Toronto-based Franklin Templeton Investments Corp. Tuesday introduced Franklin U.S. Rising Dividends Hedged Corporate Class for Canadian investors looking to minimize currency exposure while investing in American equities.

The new fund invests in U.S. companies that have had consistently rising dividends in at least eight of the past 10 years.

“Canadians are looking to invest in U.S. dividend stocks for growth but do not want to take on currency risk,” said Ronice Barlow, head of strategic planning & business development – Canada, Franklin Templeton Investments Corp. “Franklin U.S. Rising Dividends Hedged Corporate Class seeks to provide long-term capital appreciation while reducing the impact of currency fluctuations.”

The new fund reduces the potential effect of exchange rate fluctuations between the Canadian and U.S. dollars by investing in forward contracts.
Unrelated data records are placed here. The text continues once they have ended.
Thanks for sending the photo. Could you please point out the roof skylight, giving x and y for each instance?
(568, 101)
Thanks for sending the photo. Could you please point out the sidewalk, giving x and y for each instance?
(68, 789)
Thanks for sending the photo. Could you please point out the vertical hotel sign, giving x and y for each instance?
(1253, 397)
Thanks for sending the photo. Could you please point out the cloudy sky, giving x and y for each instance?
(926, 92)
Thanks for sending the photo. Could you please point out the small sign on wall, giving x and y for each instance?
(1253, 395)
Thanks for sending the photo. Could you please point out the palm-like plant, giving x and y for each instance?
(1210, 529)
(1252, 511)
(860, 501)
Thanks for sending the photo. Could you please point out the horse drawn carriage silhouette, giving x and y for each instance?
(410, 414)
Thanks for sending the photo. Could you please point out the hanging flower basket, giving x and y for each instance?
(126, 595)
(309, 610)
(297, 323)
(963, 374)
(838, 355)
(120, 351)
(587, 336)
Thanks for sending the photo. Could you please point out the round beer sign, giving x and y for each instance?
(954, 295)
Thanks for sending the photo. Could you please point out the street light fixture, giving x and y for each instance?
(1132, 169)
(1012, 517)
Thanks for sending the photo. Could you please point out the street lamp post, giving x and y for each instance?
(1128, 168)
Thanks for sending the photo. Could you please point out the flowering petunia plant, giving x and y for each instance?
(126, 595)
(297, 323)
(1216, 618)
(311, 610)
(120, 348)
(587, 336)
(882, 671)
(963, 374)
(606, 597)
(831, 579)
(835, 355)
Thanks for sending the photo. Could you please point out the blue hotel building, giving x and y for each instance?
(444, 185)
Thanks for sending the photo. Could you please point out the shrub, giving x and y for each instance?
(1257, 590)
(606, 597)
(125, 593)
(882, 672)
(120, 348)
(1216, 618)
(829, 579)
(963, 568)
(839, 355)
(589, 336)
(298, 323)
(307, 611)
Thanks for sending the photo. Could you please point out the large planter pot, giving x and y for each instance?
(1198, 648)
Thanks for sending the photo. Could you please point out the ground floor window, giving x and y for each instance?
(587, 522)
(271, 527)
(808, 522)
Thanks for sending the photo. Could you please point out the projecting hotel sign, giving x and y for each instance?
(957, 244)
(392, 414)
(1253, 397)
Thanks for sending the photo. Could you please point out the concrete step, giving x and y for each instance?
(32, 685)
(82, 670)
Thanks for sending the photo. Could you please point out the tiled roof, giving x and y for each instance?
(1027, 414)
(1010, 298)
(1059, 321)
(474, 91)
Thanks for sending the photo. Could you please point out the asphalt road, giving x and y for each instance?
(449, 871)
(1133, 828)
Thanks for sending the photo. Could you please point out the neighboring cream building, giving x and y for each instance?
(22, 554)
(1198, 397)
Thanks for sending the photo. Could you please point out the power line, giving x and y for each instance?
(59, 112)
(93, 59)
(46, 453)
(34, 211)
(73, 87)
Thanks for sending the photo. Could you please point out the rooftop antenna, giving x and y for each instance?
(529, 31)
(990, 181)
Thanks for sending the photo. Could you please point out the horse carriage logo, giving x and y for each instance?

The fund will invest in units of Franklin U.S. Rising Dividends Fund.

“We focus on investing in high quality companies that have significant dividend growth potential over the long term,” said Don Taylor, lead manager of Franklin U.S. Rising Dividends Fund since 2005. “Our strategy is an alternative to investing in current yield-oriented equities, many of which have become expensive in today’s low-yield environment.”

Taylor is with Franklin Advisory Services, LLC, based in Fort Lee, New Jersey, and is also the lead manager of the U.S.-based Franklin Rising Dividends Fund.

Franklin U.S. Rising Dividends Hedged Corporate Class is part of Franklin Templeton’s Corporate Class structure, which allows investors to switch between funds and portfolios while deferring any taxable dispositions until they redeem from the structure.

The new fund is also available in a Series T version designed to provide investors with tax-efficient monthly cash flows through Return of Capital.